Les conseillers américains approuvent le vaccin Pfizer COVID pour les enfants de 12 ans et plus

Mercredi, les conseillers en santé américains ont approuvé l’utilisation du vaccin COVID-19 de Pfizer chez les enfants dès l’âge de 12 ans – tout comme les nouvelles directives prévues indiquent qu’il est acceptable pour les personnes de tout âge de se faire vacciner contre le coronavirus en même temps que les autres vaccinations nécessaires.

Les tirs permettront aux enfants d’assister aux camps en toute sécurité cet été et aideront à assurer un retour plus normal dans les salles de classe l’année prochaine, ont conclu les conseillers des Centers for Disease Control and Prevention.

«Et c’est une autre façon de se rapprocher de la fin de cette horrible pandémie», a déclaré le conseiller Dr Camille Kotton de la Harvard Medical School.

Le sprint pour vacciner des millions d’élèves des collèges et lycées a déjà commencé dans certaines parties du pays, alors qu’une longue file d’enfants a retroussé leurs manches dans la banlieue d’Atlanta pour une première dose mercredi.

«Je me sentais juste comme un vaccin contre la grippe, honnêtement», a déclaré Meredith Rogers, 14 ans, de Decatur, en Géorgie, après avoir été vaccinée.

Michelle Rogers, la mère de Meredith, a déclaré qu’elle espérait que les vaccinations des jeunes aideraient à ramener un peu de normalité.

«Un peu d’appréhension, mais tu sais quoi? C’est un pas vers la normalisation de la vie, donc, nous sommes tous engagés », a déclaré Michelle Rogers avec une légère pompe de poing.

Le vaccin de Pfizer a été utilisé pendant des mois chez les personnes de 16 ans et plus, et plus tôt cette semaine, la Food and Drug Administration a autorisé son utilisation pour les personnes aussi jeunes que 12 ans. Mais avant de le déployer aux plus jeunes, une grande partie du pays attendait des recommandations. des conseillers du CDC – et le groupe a conclu que la même dose que les adultes utilisent est sûre et fortement protectrice chez les 12 à 15 ans également.

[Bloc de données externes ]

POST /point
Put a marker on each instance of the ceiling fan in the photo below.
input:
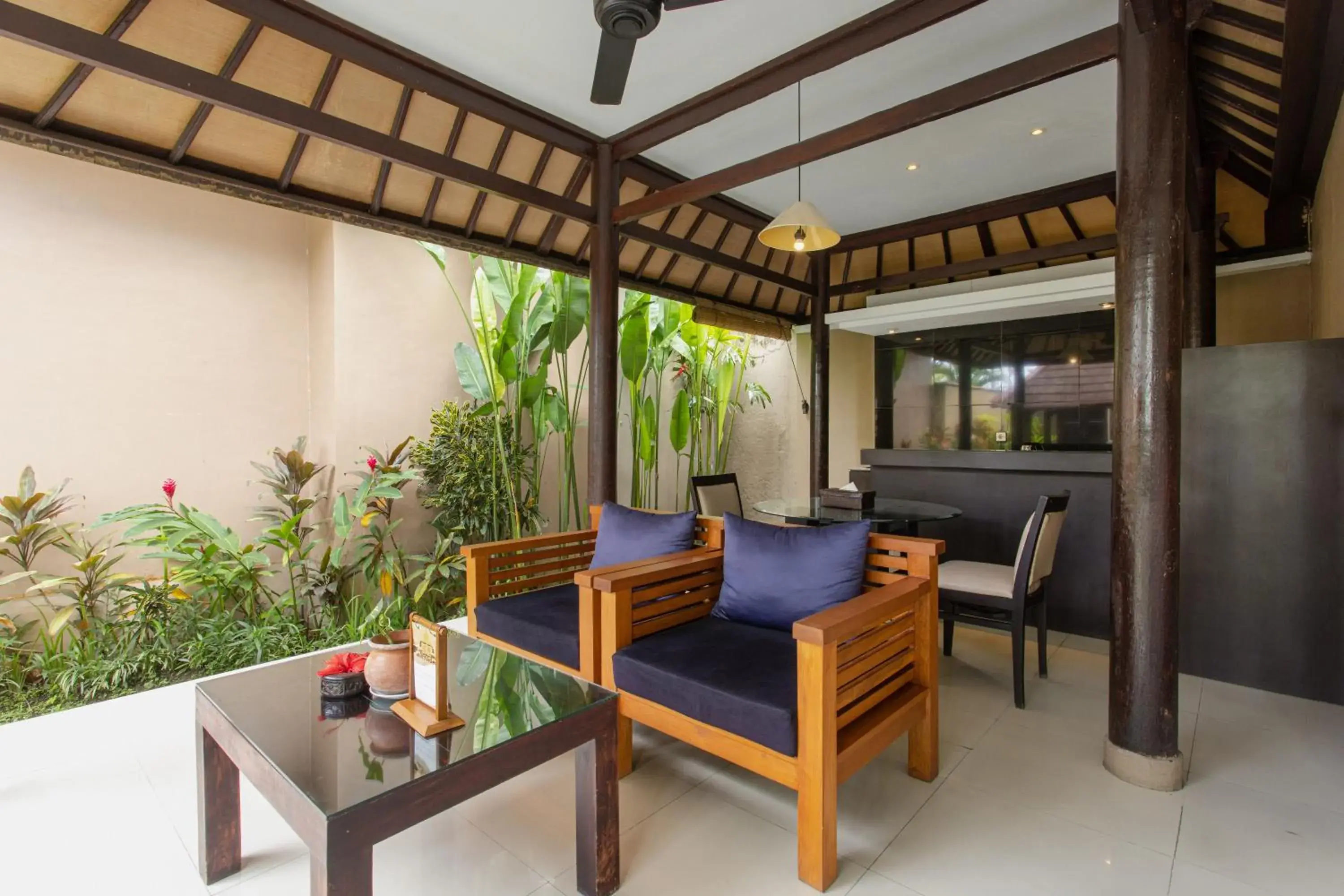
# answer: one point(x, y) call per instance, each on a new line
point(624, 22)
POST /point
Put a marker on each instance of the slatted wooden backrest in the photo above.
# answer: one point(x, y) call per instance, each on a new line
point(541, 563)
point(675, 599)
point(886, 657)
point(893, 556)
point(877, 663)
point(709, 530)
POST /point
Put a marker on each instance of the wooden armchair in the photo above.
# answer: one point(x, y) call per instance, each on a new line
point(547, 618)
point(806, 708)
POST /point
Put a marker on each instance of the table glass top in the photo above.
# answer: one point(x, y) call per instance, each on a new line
point(339, 754)
point(885, 511)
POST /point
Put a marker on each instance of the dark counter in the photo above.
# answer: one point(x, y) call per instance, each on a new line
point(998, 492)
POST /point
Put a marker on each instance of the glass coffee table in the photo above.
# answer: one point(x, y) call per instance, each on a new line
point(349, 774)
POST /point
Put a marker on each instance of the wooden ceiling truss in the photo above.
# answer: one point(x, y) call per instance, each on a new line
point(280, 103)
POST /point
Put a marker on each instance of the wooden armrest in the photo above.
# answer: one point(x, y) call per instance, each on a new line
point(490, 548)
point(642, 573)
point(908, 544)
point(847, 620)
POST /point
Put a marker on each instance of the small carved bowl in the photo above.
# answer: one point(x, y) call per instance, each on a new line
point(347, 708)
point(343, 684)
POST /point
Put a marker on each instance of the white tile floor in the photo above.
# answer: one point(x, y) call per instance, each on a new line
point(103, 800)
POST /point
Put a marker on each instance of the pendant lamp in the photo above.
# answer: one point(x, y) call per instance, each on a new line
point(801, 228)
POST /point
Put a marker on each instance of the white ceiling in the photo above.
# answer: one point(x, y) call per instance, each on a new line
point(542, 52)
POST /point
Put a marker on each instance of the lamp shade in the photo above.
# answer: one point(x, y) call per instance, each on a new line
point(801, 215)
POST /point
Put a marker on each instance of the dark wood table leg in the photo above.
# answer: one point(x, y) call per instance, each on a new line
point(218, 814)
point(343, 870)
point(597, 802)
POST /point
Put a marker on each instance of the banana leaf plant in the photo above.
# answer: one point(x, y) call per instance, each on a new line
point(648, 327)
point(713, 375)
point(517, 695)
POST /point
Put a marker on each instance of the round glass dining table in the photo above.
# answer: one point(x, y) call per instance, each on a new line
point(896, 516)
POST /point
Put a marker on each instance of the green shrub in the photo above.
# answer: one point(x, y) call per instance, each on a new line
point(461, 481)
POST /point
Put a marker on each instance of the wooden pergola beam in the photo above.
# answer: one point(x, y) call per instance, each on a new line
point(101, 52)
point(978, 265)
point(1314, 77)
point(878, 29)
point(319, 29)
point(983, 213)
point(1023, 74)
point(689, 249)
point(76, 78)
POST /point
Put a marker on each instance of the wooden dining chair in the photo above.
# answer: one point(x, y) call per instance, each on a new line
point(717, 495)
point(1000, 597)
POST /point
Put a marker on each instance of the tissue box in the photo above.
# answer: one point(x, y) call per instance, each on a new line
point(847, 499)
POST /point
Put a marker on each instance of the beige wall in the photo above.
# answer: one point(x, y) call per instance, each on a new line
point(1328, 242)
point(1265, 307)
point(150, 331)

Le CDC a rapidement accepté la recommandation de ses conseillers.

Une question clé: est-il acceptable de se faire vacciner contre le COVID-19 lors de la même visite chez le médecin que les gens reçoivent des vaccinations de routine? C’est une préoccupation urgente pour la rentrée scolaire, en particulier pour les 12 à 15 ans, qui ont manqué les vaccins régulièrement programmés pendant la pandémie – mais c’est aussi un problème pour les adultes.

Le CDC a jusqu’à présent recommandé de ne pas se faire vacciner dans les deux semaines suivant un vaccin COVID-19, principalement par mesure de précaution afin que les moniteurs de sécurité puissent détecter si des effets secondaires inattendus se produisaient.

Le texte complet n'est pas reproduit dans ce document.